Sería la plataforma que garantice la autonomía mínima de los hospitales, la redundancia digital de las telecomunicaciones, la integridad de los acueductos, la operatividad del transporte urbano y la seguridad de la población. Con telemetría nacional en tiempo real, auditorías permanentes y normas de continuidad obligatorias, el país podría pasar del reflejo reactivo a la anticipación planificada. Su creación significaría reconocer que la continuidad del Estado es un derecho ciudadano y una obligación pública.
El martes, todos celebramos el restablecimiento “histórico” en nueve horas, pero la verdadera hazaña será cuando podamos evitar que se repita porque la resiliencia no se mide en minutos de reconexión, sino en la solidez del sistema para no volver a caer.
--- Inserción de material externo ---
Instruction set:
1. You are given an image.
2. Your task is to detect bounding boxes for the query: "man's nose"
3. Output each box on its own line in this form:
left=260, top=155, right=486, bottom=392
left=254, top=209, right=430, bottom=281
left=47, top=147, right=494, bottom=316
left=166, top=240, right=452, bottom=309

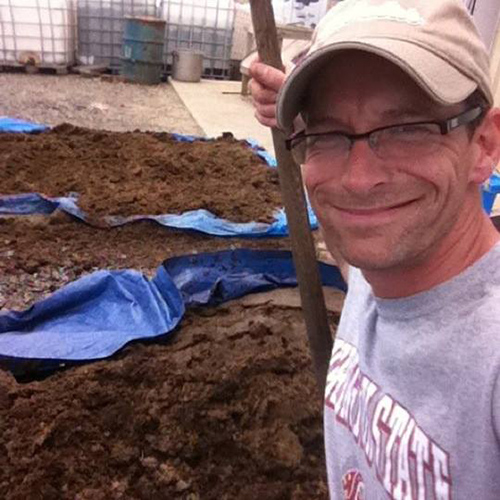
left=340, top=139, right=391, bottom=194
Si se implementa con seriedad, la República Dominicana podría reducir en más de un 70% el costo de interrupciones, ahorrar miles de millones de pesos cada año y ganar la confianza de una ciudadanía que hoy percibe el riesgo como parte del paisaje. Lo ocurrido el 11 de noviembre no debe olvidarse, sino asumirse como una lección que dé origen a una nueva etapa de madurez institucional.
El país necesita una revolución silenciosa, no de discursos ni de consignas, sino de ingeniería, planificación y responsabilidad. El apagón de 2025 es una señal histórica; si de esa oscuridad nace una decisión colectiva de fortalecer nuestras bases técnicas e institucionales, entonces la noche habrá cumplido su propósito.
Es que el futuro no se construye en la euforia de encender de nuevo, sino en la sabiduría de aprender por qué nos apagamos.